On 2010-06-20, Peter Webb <webbfamily@DIESPAMDIEoptusnet.com.au> wrote: > "Tim Little" <tim@little-possums.net> wrote in message >> Where is the phrase "provided in advance" used in the proof? > > Because Cantor's proof requires us to know the nth digit of the nth > item on the list.
No, it just requires that the list L (a mathematical object) be of the type that an n'th digit of the n'th item *exists*.
> Indeed Cantor's proof starts with a list
No, Cantor's proof starts with a conditional assumption that some mathematical object *is* a list.
> If you don't what is on the list already, you cannot possibly prove > that some Real is missing.
Now it looks like your deficiency might be in knowing what a proof in predicate logic is. You don't need a separate proof for each list, each one based on the contents of that list.

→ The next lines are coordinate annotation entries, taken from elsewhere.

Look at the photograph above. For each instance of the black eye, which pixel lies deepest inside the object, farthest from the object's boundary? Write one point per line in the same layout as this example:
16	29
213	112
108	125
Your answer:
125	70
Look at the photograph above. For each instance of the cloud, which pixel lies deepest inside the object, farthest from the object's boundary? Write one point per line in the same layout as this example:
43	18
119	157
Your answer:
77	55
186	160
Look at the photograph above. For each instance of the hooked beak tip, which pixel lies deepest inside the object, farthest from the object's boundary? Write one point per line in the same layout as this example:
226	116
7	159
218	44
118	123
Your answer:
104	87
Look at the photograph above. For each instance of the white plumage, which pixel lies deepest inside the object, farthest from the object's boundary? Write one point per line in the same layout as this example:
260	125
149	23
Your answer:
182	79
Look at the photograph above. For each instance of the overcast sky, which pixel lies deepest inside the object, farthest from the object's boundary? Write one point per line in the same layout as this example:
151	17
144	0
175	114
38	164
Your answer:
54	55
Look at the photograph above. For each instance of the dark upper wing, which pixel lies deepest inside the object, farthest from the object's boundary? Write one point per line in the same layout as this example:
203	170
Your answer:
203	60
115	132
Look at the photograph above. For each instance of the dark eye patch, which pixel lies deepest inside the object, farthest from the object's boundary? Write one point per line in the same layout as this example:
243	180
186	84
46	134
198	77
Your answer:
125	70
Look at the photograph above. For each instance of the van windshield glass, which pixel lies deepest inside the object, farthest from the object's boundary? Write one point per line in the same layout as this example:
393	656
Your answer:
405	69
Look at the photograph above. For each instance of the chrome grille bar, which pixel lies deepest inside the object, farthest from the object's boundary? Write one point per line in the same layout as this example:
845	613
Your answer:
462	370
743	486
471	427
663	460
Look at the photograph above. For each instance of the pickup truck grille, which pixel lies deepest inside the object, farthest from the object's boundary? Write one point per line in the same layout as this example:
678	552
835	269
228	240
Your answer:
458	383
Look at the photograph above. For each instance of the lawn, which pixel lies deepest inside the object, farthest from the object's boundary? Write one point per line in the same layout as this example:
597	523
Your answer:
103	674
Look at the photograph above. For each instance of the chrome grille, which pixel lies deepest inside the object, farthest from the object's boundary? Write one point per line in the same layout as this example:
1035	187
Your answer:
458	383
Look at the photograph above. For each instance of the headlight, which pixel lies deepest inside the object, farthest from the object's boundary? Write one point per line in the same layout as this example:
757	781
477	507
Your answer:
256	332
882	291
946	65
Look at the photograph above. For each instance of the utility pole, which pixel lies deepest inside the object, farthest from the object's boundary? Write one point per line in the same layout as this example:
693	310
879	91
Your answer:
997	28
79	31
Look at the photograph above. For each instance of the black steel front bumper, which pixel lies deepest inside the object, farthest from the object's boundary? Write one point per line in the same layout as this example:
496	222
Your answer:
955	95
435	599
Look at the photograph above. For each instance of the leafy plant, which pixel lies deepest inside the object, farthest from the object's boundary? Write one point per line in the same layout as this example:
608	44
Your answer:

You have a single proof that there does not exist a mathematical entity satisfying the definition of a surjective mapping from natural numbers to reals.
> My proof is *exactly* the same, except for inserting the word > "computable" in front of Real.
And therefore deficient as making that textual substitution leaves a gap between Cantor's proof that antidiag(L) is a real, and your substituted claim that antidiag(L) is computable real.
> Give me a list of all computable numbers in the same form as > Cantor's proof requires a purported list of all Reals, ie a list > where the nth digit of the nth term is known.
The constructive portion Cantor's proof requires nothing more than a mapping from N to R. In particular, it does not require that the n'th digit of the n'th term in that mapping "is known". That requirement is entirely due to your imagination.
> So by definition if the list contains only computable Reals, we know > the nth digit of each term.
Careful with your quantifiers! For a list of computable reals, the following is true:
for all n, there exists Turing machine T such that T(n) computes the n'th digit of L(n),
but the following is false:
there exists Turing machine T such that for all n, T(n) computes the n'th digit of L(n).